The space around the burner will cause problems for convected air flow..  Having the exhaust able to "suck" the air from the CC is the easy way to get good air flow...    A small blower on the MB mod is another...   I have 2 small blowers on my meat aging fridge...  It's ~3 CFM...   Your smoker is probably around 4 cu. ft. ...   so it would do a little under 1 air change per minute....  That would be a good air flow to start with...  I notice the fan is out of stock..  Look for one similar and maybe get a voltage controller to slow one down if you can't find one slow enough.....

 *FAN for smoker*


----------



## Winterrider (May 3, 2020)

chopsaw said:


> believe the elbow and a no greater than 4 " exhaust stack will improve your flow .
> 
> Edit , 4 " in length on the exhaust .


Just curious why only 4" length on stack recommended ?  I did 24" thinking better draw. Right or wrong, not sure. Seems to work in my case.


----------



## chopsaw (May 3, 2020)

Condensation at the point where the stack cools . Drips back into the smoker .


----------



## Winterrider (May 3, 2020)

Gotcha, mine is on side so I use elbow.


----------



## daveomak (May 3, 2020)

If the stack cools too much, it will stop the air flow...


----------



## pinjim (May 4, 2020)

daveomak said:


> The heat being generated by the flame is creating pressure by the gas and expanding air...  Try a 90deg. elbow on the outlet of the MB mod.....   That should work...
> "Maybe" you will have to close off other inlets at the bottom of the smoke chamber..  but I doubt it... I would use a refer magnet and close only 1 hole at a time so you don't starve the burner for air...  That could be dangerous...  If the flame goes out, you will have a bomb waiting to explode....



I ordered the elbow. Of course, with Amazon being in their current state, they said it'll be 9 days before it gets here.  I've stopped using Amazon as much just for that reason.

I'm not sure if it'd be practical to close off the bottom airways as it's basically a giant circular hole around the burner.

If all of this fails, I may punt and go back to old methods. I never thought I'd say it, but it may encourage me to move on from the old Smoke Vault. It's been my tried and true smoker for many years. She's built like a sherman tank. But, it seems to have its shortcomings too. It's hard to hold a steady temp. Mine leaks like a pig around the door (I know I can seal it). It's not insulated.  My flame burns yellow and their customer service couldn't figure it out (I replaced the entire burner assembly). And now this.

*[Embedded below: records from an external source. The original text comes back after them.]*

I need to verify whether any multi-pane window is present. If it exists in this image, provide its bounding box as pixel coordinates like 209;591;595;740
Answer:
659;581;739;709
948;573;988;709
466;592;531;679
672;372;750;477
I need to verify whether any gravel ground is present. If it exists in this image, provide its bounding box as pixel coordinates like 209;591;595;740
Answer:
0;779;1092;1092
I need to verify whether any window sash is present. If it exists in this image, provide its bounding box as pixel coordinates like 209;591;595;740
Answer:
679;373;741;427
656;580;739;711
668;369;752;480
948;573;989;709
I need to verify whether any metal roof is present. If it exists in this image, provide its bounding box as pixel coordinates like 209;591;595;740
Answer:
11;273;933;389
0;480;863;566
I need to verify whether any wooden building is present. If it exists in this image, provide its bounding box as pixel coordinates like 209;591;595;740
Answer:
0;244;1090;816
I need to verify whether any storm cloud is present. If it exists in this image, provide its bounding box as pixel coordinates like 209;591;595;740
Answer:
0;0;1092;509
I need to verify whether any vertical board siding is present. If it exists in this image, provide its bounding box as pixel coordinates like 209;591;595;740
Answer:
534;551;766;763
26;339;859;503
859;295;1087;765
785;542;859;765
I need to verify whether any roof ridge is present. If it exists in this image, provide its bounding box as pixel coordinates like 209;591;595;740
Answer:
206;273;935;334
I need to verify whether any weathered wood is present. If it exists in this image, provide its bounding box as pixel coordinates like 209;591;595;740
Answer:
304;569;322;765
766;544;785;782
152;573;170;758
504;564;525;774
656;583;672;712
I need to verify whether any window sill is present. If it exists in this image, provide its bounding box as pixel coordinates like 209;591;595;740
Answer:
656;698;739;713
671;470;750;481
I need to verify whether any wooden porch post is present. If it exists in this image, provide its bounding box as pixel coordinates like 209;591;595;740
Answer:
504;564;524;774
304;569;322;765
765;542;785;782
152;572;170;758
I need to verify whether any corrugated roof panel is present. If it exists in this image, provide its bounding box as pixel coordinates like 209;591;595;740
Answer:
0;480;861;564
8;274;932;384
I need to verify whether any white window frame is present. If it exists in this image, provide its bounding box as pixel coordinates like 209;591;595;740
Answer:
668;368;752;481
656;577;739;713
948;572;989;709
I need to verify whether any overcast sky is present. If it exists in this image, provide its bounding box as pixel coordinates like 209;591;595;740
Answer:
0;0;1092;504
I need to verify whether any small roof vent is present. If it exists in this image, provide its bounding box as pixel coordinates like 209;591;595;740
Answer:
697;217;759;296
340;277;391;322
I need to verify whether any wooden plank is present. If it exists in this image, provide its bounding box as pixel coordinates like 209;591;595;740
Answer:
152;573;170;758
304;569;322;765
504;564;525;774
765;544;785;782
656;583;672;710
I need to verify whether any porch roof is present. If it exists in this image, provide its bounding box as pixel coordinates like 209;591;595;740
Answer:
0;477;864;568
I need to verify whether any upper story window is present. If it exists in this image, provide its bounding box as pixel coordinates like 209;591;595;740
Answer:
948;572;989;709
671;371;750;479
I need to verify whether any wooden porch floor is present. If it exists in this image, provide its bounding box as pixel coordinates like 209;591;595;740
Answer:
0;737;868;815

In my ideal world, I'd get a smoker that is electric, insulated, 24" wide and works with the mailbox mod. Maybe that's a pipe dream, dunno. I haven't looked for 5 years or so as the old Smoke Vault just kept trucking along....


----------



## pinjim (May 16, 2020)

Still a failure. 

Amazon has sucked lately. After waiting two weeks for my 3” aluminum elbow, they sent an email saying I could get a refund since it never came. So off to Lowe’s I went. Of course, all they had was galvanized but I bought it just for proof of concept. I took it back out after the experiment.

And the result was the same. See the video below. I’ve played the the vent dampers, no difference.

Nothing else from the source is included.